Our next stop was the bike rental shop. The pickings were pretty slim. Dick rented a battered R80 GS that was 32 years old. It had seen two decades of hard service with the Royal Australian Rabbit Fence Maintenance Corp., and had a special mount across the back for stringing wire. It had also been used to drag rubble carts out of a kiwi mine and as a delivery vehicle for a unique brothel called “Tarts On Two Wheels.” The bike still bore swatches of the bright purple livery of its last career, and guys all over town waved at the “Trollop Trolly” as Dick rode by.

I rented a faded blue K75 that had been unpopular with the locals.

“The bike is thought to be haunted,” said the dealer, whose name was Chancre Jack. “You can hear the ghost in the machine when you wind it up.”

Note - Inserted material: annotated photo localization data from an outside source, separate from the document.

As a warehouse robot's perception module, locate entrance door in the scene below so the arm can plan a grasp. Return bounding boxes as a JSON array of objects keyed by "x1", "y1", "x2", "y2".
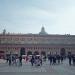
[
  {"x1": 20, "y1": 47, "x2": 25, "y2": 55},
  {"x1": 60, "y1": 48, "x2": 66, "y2": 56}
]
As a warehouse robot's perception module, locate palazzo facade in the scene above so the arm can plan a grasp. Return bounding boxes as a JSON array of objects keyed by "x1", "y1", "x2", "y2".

Typical to the marque, the K75 snarled into life as soon as I hit the starter. It began to whine as the RPM climbed. I revved it once or twice, just to go up and down the scale, and then I saw the bike shop staff quivering.

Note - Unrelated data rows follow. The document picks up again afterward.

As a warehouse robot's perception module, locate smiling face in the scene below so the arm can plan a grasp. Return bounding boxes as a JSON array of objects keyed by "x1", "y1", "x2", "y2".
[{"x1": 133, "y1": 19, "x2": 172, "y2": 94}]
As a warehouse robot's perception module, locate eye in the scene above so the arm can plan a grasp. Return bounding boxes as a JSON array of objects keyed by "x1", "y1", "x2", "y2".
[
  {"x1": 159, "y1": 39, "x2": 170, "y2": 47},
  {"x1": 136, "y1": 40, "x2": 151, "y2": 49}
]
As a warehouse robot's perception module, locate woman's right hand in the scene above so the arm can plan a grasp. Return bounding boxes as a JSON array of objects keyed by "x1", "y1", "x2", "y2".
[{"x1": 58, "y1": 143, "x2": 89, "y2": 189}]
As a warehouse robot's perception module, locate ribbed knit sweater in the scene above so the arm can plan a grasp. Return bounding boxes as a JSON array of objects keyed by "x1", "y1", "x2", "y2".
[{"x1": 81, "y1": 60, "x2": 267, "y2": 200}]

“Can’t you hear the tormented soul trapped in the engine?” asked Chancre Jack.

“You mean this sound?” I asked, twisting the throttle. The bike whined like a beauty queen regaining consciousness at my house.

“That’s it,” shrieked the dealer.

“I’ve heard this before,” I said, switching off the bike. “It is the soul of a Valkyrie, seeking revenge.” I then showed the dealer the clear “porthole” for checking the oil. “By tradition,  the K75 was assembled on Walpurgisnacht, in utter darkness. The story says a blind quality control inspector, a former circus midget, got trapped inside one of the engines. His face  is sometimes visible in the window. His screams are present always.”

“I guess you don’t want the bike.”

“I’ll take it for free... And the spirit will  be purged when I bring it back.”

“Deal,” said Chancre Jack.

When we stopped for gas, Dick asked me: “Do you think this trip has too many bad omens at the start?”

“What do you mean?”

“Well, we shoveled shit to get halfway around the world and we arrived in Australia at the height of a kangaroo drought. Then the only motorcycle you can rent is haunted. We have to wear these stupid hats. The trees are filled with huge bird-shit generators. And we haven’t even gotten out of town yet.”

I looked at him and sighed. “Dick... The adventure begins tomorrow. There is nothing wrong with that K75 and you’re riding the ‘Squeals On Wheels’ delivery wagon. This is like every trip we’ve ever done.”

“It is?” asked Dick.

“It is.”

And for the second time in his life, Dick Bregstein started to cry.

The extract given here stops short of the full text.